Whether he liked it or not, he was married to a goddess. It didn't matter that it hadn't been his decision, that he hadn't had any say in the matter. That didn't change the facts in the least bit. She was his wife, and he was Her husband.

And, while he didn't know how She felt on the subject of monogamy, he knew damn well how She felt about things like "mass murder." It was pretty high up on Her list of favorite things.

Kashaw was a lot of things, but he wasn't going to risk getting innocent people killed just so he could get his rocks off. He wasn't that much of a bastard. He'd been perfectly content (no, that was a lie, he'd been frustrated as Hells, but the "not a complete bastard" point still stood) not to worry about the more physical aspects of life.

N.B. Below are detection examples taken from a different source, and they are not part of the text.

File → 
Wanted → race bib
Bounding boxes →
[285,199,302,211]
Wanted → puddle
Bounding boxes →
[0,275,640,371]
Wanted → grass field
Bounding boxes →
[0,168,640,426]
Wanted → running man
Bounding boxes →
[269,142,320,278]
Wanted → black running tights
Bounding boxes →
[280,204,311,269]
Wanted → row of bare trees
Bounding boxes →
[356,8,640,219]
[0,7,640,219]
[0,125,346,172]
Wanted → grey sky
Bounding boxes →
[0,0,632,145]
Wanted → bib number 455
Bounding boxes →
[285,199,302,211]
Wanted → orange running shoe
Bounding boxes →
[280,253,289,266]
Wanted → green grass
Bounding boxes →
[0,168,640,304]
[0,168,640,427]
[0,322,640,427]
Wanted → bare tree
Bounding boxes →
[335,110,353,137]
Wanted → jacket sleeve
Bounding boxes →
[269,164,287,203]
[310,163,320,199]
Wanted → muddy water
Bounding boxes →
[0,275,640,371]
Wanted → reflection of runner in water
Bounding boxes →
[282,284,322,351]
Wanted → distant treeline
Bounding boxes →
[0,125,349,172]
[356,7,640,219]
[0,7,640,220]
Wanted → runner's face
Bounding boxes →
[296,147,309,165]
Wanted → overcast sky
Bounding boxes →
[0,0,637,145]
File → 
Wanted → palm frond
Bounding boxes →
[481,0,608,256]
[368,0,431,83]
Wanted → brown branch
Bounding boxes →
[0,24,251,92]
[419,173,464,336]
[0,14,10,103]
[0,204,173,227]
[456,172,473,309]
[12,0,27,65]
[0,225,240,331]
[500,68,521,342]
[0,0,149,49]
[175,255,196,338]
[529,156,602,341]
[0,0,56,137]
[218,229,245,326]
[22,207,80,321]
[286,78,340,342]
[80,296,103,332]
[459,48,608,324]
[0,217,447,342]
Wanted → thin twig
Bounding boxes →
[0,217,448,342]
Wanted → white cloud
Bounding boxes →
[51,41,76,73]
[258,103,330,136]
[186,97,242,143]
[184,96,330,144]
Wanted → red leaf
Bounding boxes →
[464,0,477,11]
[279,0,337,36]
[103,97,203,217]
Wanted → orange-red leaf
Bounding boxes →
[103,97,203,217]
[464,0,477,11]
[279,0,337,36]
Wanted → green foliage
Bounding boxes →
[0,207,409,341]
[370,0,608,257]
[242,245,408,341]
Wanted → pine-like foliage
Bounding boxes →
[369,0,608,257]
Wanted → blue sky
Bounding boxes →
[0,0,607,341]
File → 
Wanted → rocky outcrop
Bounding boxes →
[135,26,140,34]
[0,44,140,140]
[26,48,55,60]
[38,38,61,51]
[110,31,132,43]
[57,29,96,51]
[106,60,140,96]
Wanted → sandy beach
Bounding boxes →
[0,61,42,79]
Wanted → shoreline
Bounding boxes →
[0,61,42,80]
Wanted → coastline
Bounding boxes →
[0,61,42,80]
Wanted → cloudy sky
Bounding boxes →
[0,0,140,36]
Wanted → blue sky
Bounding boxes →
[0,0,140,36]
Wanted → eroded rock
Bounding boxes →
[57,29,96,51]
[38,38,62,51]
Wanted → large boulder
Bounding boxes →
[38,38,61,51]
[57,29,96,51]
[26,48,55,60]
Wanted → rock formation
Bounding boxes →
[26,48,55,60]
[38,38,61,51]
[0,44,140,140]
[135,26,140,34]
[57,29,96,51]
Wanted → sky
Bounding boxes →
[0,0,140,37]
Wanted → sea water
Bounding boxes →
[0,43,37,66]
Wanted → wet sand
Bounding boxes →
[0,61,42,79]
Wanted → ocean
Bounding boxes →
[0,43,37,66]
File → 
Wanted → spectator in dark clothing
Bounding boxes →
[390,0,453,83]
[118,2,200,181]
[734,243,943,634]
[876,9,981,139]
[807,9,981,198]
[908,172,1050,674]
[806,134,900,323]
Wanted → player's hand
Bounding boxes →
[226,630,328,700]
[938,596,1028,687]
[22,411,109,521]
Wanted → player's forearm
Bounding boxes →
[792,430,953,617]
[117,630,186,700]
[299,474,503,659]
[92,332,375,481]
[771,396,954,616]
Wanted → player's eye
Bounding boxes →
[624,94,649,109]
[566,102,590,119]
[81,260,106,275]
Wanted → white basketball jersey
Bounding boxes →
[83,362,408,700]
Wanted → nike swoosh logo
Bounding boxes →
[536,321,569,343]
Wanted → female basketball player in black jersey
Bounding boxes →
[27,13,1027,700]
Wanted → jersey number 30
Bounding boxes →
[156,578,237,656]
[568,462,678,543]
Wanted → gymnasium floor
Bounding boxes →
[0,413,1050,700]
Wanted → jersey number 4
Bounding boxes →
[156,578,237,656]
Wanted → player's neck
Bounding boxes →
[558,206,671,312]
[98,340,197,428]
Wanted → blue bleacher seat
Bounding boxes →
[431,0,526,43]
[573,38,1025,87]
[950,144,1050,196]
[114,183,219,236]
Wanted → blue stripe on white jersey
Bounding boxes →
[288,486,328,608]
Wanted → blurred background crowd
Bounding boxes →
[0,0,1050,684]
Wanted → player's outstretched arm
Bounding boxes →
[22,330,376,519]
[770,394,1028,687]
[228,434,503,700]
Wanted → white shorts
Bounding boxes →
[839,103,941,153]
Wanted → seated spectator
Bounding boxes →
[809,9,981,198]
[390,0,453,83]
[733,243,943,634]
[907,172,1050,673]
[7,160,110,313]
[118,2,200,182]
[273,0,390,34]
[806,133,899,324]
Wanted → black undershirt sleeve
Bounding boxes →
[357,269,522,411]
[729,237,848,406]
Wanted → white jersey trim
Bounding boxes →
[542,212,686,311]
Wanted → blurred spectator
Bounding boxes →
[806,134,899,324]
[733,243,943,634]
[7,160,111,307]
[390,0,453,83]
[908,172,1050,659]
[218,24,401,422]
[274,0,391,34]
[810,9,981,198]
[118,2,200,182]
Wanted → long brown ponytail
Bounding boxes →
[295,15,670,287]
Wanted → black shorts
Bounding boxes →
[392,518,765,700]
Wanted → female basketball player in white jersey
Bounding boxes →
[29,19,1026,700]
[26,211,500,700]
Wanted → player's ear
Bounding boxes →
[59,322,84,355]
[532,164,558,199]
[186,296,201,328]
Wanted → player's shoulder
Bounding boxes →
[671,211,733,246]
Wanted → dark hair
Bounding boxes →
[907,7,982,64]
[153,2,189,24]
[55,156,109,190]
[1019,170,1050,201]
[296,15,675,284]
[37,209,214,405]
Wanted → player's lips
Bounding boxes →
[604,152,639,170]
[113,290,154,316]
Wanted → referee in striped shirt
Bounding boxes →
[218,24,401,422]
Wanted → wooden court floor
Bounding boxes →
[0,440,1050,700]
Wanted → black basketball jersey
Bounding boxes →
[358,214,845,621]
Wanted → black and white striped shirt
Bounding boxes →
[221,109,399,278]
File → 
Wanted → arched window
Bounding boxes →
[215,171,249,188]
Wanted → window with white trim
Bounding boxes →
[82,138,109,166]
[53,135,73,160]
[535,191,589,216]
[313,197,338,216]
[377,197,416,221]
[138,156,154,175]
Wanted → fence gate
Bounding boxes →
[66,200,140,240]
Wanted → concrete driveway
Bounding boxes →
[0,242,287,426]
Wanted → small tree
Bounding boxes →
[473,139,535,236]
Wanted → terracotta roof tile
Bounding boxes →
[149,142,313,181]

Then he met Vox Machina. It was funny how much that changed things. No, not funny. The other word. Frustrating, that was it. It was frustrating how much that changed things.

Of course, he used that word a lot when it came to Vox Machina. Lots of people did, from what he could tell.

It explained a lot.


Keyleth had been his first kiss.

Okay, technically speaking, that was a lie. Vesh had been his first kiss. Kashaw tried his best not to think about that, though, at least not any more than he absolutely had to. It was easier to pretend that it had never happened that way.

Besides, it had been a difference like night and day, kissing Vesh and kissing Keyleth. One had been a duty. One had been a choice. He'd never realized how much of a difference that could make.

(He regretted, looking back, that he'd taken that choice away from Keyleth. She didn't mind, at least that's what she claimed, but still. Kashaw didn't usually have time for regrets, but that was one of his few.)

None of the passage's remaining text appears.